Monday, October 3, 2011

I'm Going to Miss This...

Whenever Grace and I are out and about, I almost always have someone say, "Cherish these moments, it goes by so fast." Or... "I just sent my daughter off to high school last week, I feel like she was just that age." I remember people telling me the same thing about my wedding... "soak up and enjoy every minute! It goes by so fast!" I actually remember taking a moment at our reception and trying to "soak it up," whatever that really means. But I did it, gosh darn it!

I think sometimes when we hear things like this we think they sound cliche and we don't really pay attention to them. I almost stop myself from saying similar things to other people because I feel like they've been said before. But there's a reason they are said so often... by every parent... ever.

It's because they are true.

And because when we look back, if we're totally honest, we probably realize that we didn't really cherish every moment. So we tell others to cherish every moment. Because we know that the tantrums in the grocery store are maddening at the time, but later we learn to value the time at the grocery store with our little buddies because there will be a day when they are grown up, in school, and we are at the grocery store by ourselves. I will miss my little grocery store buddy, tantrums and all.

I actually happen to be super sentimental. You may or may not believe me based on all the crazy mom-moments I like to share. But actually, sharing those crazy moments helps me to put them in perspective and realize it's not the end of the world when I have a bad day and want to pull out every hair on my head. I don't think cherishing your children's lives always means acting like everything is perfect. Because clearly, everything is not.

But some moments truly feel that way to me. Some moments just feel absolutely perfect.

I feel like it's the most simple moments that make me a little weepy. Sometimes I feel like I kind of remove myself from the room and am just taking a mental video of the moment... and then I cry like a baby. (Or just tear up a lot, ok, so I'm sentimental and I like to exaggerate a little).

A few weekends ago we were at the Gin in Belton (probably my favorite place in Central Texas) listening to live music. We had just eaten dinner and gone down to the river to feed some ducks. I think this was the first time Grace had fed ducks and it was actually kind of sentimental to me. I have lots of memories of feeding ducks when I was younger (one included my dad drop-kicking a goose that bit me on the shin)! Can't forget that one!

I don't know what it is, there is just something so sweet and simple about a little toddler feeding a duck. (Am I crazy or is this true?) I think I just love how exciting and new it is to her. I mean, it's a duck. But to her IT'S A DUCK!! I just love living life through the lens of a toddler.




After feeding ducks, we went up to listen to some live music. I love music. And dancing, if you don't already know. :) There weren't too many people there yet and Jeff and Grace were kind of dancing on the sidewalk while we ate our yogurt. (Ok, Grace was dancing and Jeff was kind of standing there like the "cool dad" that he is.) Then the sweet man played "Daughters" by John Mayer. Now, I am not a huge John Mayer fan, but I really like the way this man plays everything. And I'm like 95% sure he played it just for us. It was like they were in a movie with a soundtrack playing in the background. It was so sweet. The chorus goes like this...
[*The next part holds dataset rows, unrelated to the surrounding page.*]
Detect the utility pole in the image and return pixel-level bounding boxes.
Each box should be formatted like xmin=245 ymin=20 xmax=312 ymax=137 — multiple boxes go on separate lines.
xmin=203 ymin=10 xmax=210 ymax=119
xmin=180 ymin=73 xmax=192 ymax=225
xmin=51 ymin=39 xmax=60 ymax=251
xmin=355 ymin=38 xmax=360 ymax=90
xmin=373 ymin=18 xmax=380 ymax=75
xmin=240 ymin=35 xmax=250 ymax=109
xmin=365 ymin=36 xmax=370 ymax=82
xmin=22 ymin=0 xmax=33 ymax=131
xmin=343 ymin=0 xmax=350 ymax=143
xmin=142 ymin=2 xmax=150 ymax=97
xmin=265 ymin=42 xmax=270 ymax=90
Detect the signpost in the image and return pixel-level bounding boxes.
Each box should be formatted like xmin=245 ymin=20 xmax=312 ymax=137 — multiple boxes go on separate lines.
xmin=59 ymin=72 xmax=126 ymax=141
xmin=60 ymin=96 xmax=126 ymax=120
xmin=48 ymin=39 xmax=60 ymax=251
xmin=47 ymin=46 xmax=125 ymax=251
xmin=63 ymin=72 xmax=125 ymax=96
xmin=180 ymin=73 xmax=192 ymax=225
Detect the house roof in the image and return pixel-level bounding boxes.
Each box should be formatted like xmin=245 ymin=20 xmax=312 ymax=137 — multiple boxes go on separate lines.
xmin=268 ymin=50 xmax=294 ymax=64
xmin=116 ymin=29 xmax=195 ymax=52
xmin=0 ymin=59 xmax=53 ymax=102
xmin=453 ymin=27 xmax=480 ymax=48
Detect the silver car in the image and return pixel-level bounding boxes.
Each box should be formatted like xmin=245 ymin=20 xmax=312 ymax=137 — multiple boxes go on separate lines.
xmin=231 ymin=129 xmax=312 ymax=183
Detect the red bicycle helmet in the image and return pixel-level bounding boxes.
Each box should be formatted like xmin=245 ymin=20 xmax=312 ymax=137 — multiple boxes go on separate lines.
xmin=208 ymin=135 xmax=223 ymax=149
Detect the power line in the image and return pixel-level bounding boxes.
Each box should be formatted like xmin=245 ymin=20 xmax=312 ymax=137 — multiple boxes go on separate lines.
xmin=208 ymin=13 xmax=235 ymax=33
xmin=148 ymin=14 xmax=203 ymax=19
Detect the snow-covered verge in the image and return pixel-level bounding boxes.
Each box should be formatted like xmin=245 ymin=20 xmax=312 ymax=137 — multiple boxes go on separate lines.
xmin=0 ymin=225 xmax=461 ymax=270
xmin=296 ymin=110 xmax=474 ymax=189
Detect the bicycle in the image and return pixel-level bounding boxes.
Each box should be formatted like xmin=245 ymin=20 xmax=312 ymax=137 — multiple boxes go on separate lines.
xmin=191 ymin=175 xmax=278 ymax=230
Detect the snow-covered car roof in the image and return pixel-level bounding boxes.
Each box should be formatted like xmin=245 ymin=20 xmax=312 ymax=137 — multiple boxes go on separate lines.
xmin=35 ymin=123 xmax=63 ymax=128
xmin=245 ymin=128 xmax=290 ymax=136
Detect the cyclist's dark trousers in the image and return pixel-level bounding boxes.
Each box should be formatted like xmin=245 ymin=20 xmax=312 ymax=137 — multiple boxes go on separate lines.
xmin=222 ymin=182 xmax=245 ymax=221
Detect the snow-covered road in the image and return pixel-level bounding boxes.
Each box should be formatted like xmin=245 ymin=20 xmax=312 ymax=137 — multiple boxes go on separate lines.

"Fathers be good to your daughters
Daughters will love like you do
Girls become lovers who turn into mothers
So mothers be good to your daughters too"

Unfortunately I didn't get the best part on video, but I still think it's sweet. Even though they aren't dancing, they are just living life... picking plants, Grace running away from Daddy, Daddy disciplining, Grace screaming for ducks. Nothing gets me choked up more than daddies and daughters... especially Daddies and daughters to a soundtrack...


If you've been a mom more than .05 seconds, you know it goes by too fast, and you know you're going to miss this stage, whatever it might be. Our children will not always be fascinated by ducks, so let's cherish the moments that they are. You've also probably come to realize that this childhood thing is not really about the big vacations or the important milestones or the fancy birthday parties.

It's about feeding ducks and eating yogurt and dancing with your daddy.